Hire for soft skills
Hire for attitude — look for people you can trust, who are motivated by the problem and are keen to solve it. Even later down the line when looking more at developer skills, experience and seniority, I still rely on my gut instinct — would I trust them with problems?
Pick team players over solo flyers
The startup game is a team effort. You have quite a journey ahead and need people who work well together. They also need to be crossfunctional. If you’re running a healthtech, can your developer speak to the doctors to understand what is required and be able to speak in simple terms about what could be built? Can they communicate with finance, product, marketing, business…? You need people who are not just super smart technically — much of this can be learnt — but can also collaborate.
You don’t need a senior engineer
Early startups sometimes hire super senior people, have very high expectations and set themselves up for failure when things don’t go to plan in the early days. Seniors know what does and doesn’t work — but they’re not easy to get in. I'm a big fan of working with fresh talent. They want to learn, have energy and, stereotypically, have more appetite for risk. Mistakes are OK as what matters most at the beginning is the speed of iterations and learning cycles — you’re not building the architecture for the next seven years. As the company matures, systems mature and the talent you look for should also mature to create stability.
Use your networks
In the early days, it’s all about reaching out through your network — find people through people you know because they will vouch for you, and convince developers they know to help you. Yes, there are lots of meetups and websites with developer talent, but that comes later.
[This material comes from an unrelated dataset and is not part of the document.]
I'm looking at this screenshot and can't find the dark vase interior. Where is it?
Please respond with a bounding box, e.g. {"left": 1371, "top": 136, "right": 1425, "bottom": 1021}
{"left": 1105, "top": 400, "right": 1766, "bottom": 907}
Don’t allow tech jargon in an interview
When interviewing developers as a non-technical person, tell them a problem and ask them to speak through a solution. You should be able to understand it. Look for someone who interviews you back, who is engaged with the company. Look for transparency — have they told you what hasn’t worked before for them and why?
Set very specific goals of what needs to be achieved
If they’re not met often, look for someone else. Set a probation period, even for the earliest employees, to test the relationship and evaluate their work. Find a mentor for the developer — you may not be able to improve their engineering skills or be a sounding board, so bring in a pro who can give time to be that person.